Re: Subject: Re: 32'nd bit & UTF-8

From: Hans Aberg (haberg@math.su.se)
Date: Wed Jan 19 2005 - 18:48:53 CST

  • Next message: Hans Aberg: "Re: 32'nd bit & UTF-8"

    On 2005/01/19 22:33, Oliver Christ at oli@trados.com wrote:

    > I don't see a big difference between the UTF16 BOMs and the UTF8 one.
    > All signal that the file's encoding is Unicode, and specify which
    > "variant" is actually used.

    The problem is that UNIX computers do not use file contents for indicating
    file encoding. It screws up scripts and other essential OS data. see
    <http://www.cl.cam.ac.uk/~mgk25/unicode.html>.

    > It should also be relatively simple to pipe any input through e.g. GNU's
    > recode for encoding normalization to UTF16 or whatever so that only one
    > module (the recoder) needs to be aware of BOMs (and/or "sniffing"
    > heuristics). The stream models in Java and .Net implement exactly that.
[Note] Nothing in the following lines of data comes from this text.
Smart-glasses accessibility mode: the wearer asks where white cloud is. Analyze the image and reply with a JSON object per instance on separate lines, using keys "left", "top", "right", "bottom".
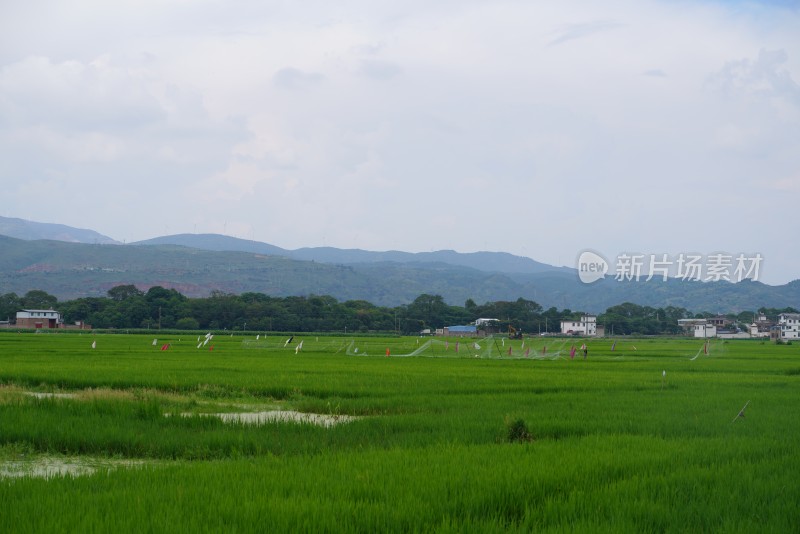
{"left": 1, "top": 0, "right": 799, "bottom": 284}
{"left": 273, "top": 68, "right": 325, "bottom": 90}
{"left": 547, "top": 20, "right": 626, "bottom": 47}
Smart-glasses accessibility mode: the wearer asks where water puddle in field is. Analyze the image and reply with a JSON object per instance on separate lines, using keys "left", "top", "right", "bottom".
{"left": 23, "top": 392, "right": 77, "bottom": 399}
{"left": 0, "top": 457, "right": 150, "bottom": 480}
{"left": 177, "top": 410, "right": 359, "bottom": 427}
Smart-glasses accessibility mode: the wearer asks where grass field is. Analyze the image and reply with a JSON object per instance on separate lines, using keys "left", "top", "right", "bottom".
{"left": 1, "top": 331, "right": 798, "bottom": 532}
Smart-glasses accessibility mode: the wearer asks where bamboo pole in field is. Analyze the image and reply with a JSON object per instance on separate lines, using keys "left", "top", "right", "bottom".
{"left": 732, "top": 400, "right": 750, "bottom": 423}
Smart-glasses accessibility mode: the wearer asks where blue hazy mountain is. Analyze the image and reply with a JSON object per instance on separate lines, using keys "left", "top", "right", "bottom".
{"left": 0, "top": 216, "right": 119, "bottom": 245}
{"left": 133, "top": 233, "right": 571, "bottom": 276}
    The problem is deeper than that, as it affect system software. Your are
    effectively asking for UNIX platforms to be adapted to handle MS OS
    problems. That is not fair.

    > Hans Aberg added:
    >
    >> It is clear that the use of a BOM in UTF-8 should properly be
    >> viewed as a file format, and not a character encoding format.
    >
    > That's not clear to me. I find UTF8 BOMs at the beginning of e.g. an
    > .html or .csv file pretty useful, equally useful to { 0xFE 0xFF } or {
    > 0xFF 0xFE } at the beginning of a file. I don't think it helps when
    > 'file' would report such files as "UTF8 encoded text written by Notepad
    > or .Net". But maybe I misunderstood your comment.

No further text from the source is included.